Appendix: Benchmarking

Recall BP has time and memory complexity that is linear in network size. This assumes each node executes in constant time and the outputs are stored. Moreover, the gradient should never be asymptotically slower than the function (assuming local gradient computation takes constant time). Testing this here empirically.

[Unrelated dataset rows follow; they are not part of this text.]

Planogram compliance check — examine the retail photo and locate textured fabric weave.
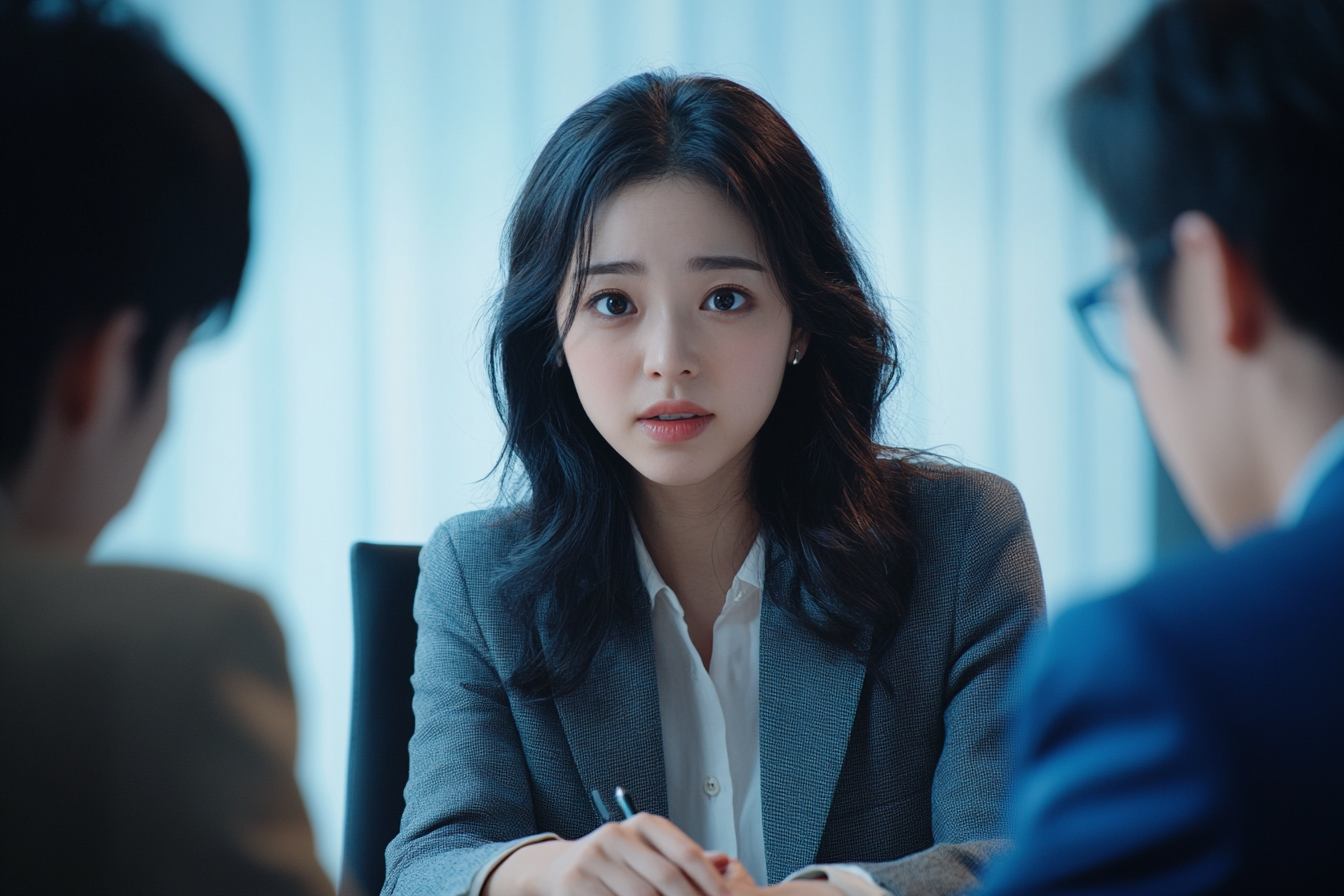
[384,469,1043,896]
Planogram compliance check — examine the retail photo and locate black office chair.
[339,541,419,896]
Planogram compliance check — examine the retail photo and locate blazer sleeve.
[866,474,1044,895]
[988,600,1235,896]
[383,523,539,896]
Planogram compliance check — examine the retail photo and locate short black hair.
[1064,0,1344,356]
[0,0,251,478]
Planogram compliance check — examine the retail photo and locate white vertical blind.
[98,0,1152,870]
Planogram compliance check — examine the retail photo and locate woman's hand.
[723,858,841,896]
[481,813,731,896]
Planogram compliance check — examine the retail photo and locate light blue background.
[97,0,1153,873]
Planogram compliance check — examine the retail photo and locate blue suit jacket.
[989,463,1344,896]
[384,470,1042,895]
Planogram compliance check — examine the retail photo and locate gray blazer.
[383,469,1043,896]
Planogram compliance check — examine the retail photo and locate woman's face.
[556,179,806,486]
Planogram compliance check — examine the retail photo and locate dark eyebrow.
[689,255,765,274]
[587,262,645,277]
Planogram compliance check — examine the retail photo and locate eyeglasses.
[1068,232,1176,376]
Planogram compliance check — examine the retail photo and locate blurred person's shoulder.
[0,552,288,688]
[1091,513,1344,679]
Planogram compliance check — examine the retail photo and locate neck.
[1249,329,1344,529]
[634,446,761,603]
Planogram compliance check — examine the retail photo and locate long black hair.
[489,73,919,695]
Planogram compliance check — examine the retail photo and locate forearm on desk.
[859,840,1012,896]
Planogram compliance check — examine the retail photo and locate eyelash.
[586,283,753,317]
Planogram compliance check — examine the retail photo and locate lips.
[640,402,714,442]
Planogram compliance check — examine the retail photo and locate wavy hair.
[489,71,919,696]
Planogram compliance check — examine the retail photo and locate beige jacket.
[0,552,332,896]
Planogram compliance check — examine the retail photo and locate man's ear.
[52,309,144,430]
[789,326,812,360]
[1218,241,1270,355]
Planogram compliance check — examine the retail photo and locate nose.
[644,309,700,380]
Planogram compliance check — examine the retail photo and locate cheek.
[564,333,640,434]
[714,334,788,427]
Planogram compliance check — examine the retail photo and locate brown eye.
[700,289,747,312]
[593,293,630,317]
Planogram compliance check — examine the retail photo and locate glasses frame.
[1068,231,1176,379]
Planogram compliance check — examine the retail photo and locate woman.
[384,74,1042,896]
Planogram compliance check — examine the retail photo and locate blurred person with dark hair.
[988,0,1344,895]
[0,1,331,893]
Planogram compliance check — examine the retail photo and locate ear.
[789,326,812,361]
[1172,212,1271,355]
[52,309,144,430]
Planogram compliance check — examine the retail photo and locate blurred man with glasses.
[986,0,1344,896]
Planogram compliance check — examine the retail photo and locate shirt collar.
[1275,418,1344,529]
[630,523,765,603]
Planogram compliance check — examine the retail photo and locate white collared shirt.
[634,527,886,896]
[1274,418,1344,529]
[634,531,766,881]
[468,524,887,896]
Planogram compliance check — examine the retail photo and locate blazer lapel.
[761,560,871,884]
[555,592,668,827]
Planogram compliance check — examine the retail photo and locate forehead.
[591,177,762,263]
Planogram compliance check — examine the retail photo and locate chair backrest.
[339,541,419,896]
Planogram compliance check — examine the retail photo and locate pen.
[589,786,634,825]
[589,787,612,825]
[613,786,634,818]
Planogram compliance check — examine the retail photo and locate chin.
[630,455,724,489]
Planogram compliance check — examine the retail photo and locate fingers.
[552,813,728,896]
[723,858,755,893]
[622,813,728,896]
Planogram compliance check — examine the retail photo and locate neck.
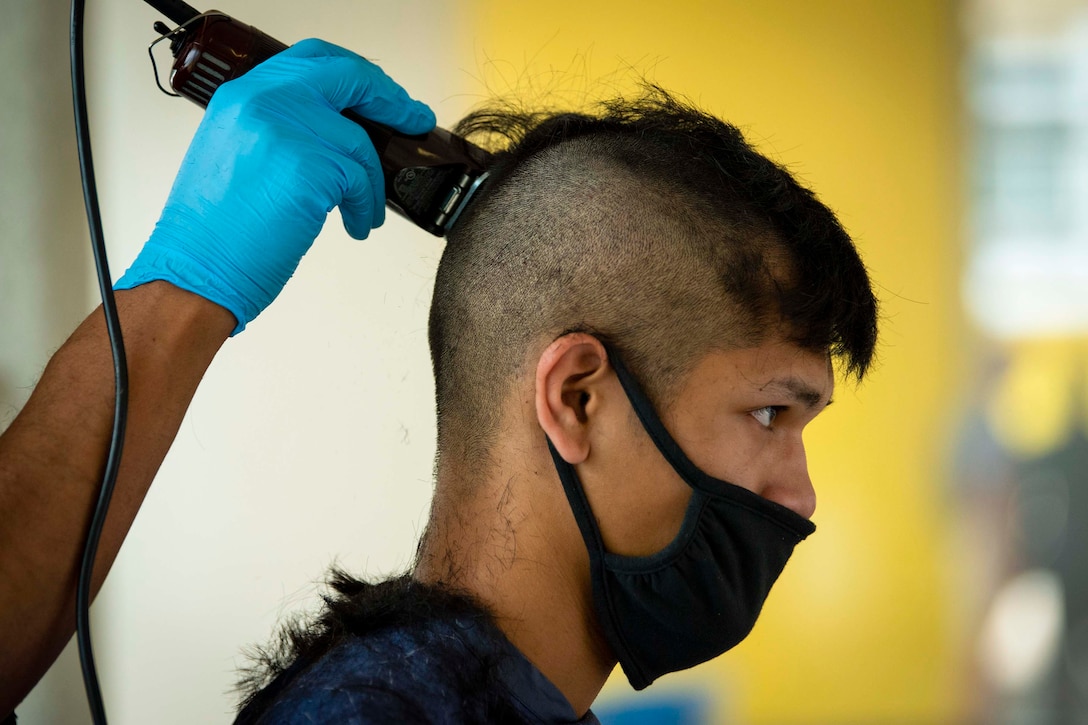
[413,446,615,715]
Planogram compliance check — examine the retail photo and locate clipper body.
[148,9,491,236]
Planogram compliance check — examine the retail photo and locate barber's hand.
[115,40,434,334]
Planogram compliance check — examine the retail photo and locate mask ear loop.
[545,437,648,689]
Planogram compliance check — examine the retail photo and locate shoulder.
[239,623,500,725]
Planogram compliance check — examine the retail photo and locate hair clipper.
[146,0,491,236]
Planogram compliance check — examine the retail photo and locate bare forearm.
[0,282,235,716]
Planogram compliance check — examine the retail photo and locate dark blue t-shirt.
[238,617,597,725]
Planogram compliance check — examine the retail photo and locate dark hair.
[235,568,521,725]
[430,86,877,463]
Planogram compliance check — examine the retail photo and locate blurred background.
[0,0,1088,725]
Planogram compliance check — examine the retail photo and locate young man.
[0,41,876,723]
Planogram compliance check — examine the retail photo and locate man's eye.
[752,405,782,428]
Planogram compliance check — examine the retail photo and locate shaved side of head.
[430,89,877,465]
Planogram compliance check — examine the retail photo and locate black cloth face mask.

%config InlineBackend.figure_format = "svg"
from tqdm.notebook import tqdm
import time
import matplotlib.pyplot as plt


x = [Node(1.0)] * 3
network_size  = []
fwd_times = {}
bwd_times = {}

for i in tqdm(range(10)):
    nouts = [200] * (i + 1) + [1]
    model = MLP(n_in=3, n_outs=nouts, activation="relu")

    fwd_times[i] = []
    bwd_times[i] = []
    for j in range(5):
        t0 = time.process_time()
        pred = model(x)
        t1 = time.process_time()
        fwd_times[i].append(t1 - t0)

        t0 = time.process_time()
        pred.grad = 1.0
        pred.backward()
        t1 = time.process_time()
        bwd_times[i].append(t1 - t0)

    network_size.append(len(model.parameters()) + sum(nouts) + 3)

../../../_images/cdc437b33fdc1614b2ec6aea257e2ff4b5f6de403c48dfa47bea416fd6942e5d.svg

Fig. Roughly linear time complexity in network size for both forward and backward passes.